The doctor may perform a test known as optical coherence tomography, which takes images of the retina to assess its thickness to check for the presence of diabetic retinopathy.
A fluorescein angiography may also be administered. This testing method helps the eye doctor view the blood vessels in your retina. The doctor will begin by injecting dye into your arm, which travels through blood vessels and reaches your eyes. The dye appears bright yellow, making it easy to see the tiny blood vessels that may be damaged by diabetic retinopathy. Using a specialized camera, the doctor takes images of your eyes to see if the blood vessel activity indicates an eye condition related to diabetes.

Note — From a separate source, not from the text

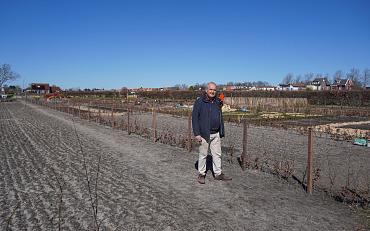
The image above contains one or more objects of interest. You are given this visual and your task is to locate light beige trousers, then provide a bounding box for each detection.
[198,133,221,176]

In early stages of the diabetic retinopathy, managing your diabetes may be enough to keep the eye condition under control. It is important for people with diabetes to visit an eye doctor regularly for a dilated eye exam to keep track of any structural changes to the eyes.
When diabetic retinopathy develops into more advanced stages and begins to affect your ability to see, treatment may help to preserve your remaining vision. A medication known as anti-VEGF therapy can stop blood vessels from leaking inside the eye and is injected into the eye after it is numbed. Laser treatments may also be used to seal leaky blood vessels and minimize the development of new, abnormal blood vessels. If scar tissue or fluid are present inside the eye, surgery may be recommended to remove it.
After you have developed diabetes, it is critical that you take any medication prescribed by your doctor to help keep your blood sugar levels in a healthy range. Seeing an eye doctor at least once a year for a dilated eye exam will help you keep tabs on your eye health and will allow your eye doctor to catch signs of diabetic retinopathy and other eye conditions early.
Good nutrition and regular physical activity will help to keep your blood sugar levels in a healthy range. Eating a healthy diet and getting regular exercise can also lower your risk of developing diabetic retinopathy or help to prevent existing retinopathy from worsening.
Diabetic retinopathy may lead to vision loss or blindness, but these complications are usually preventable with the management of diabetes and the supervision of an eye doctor.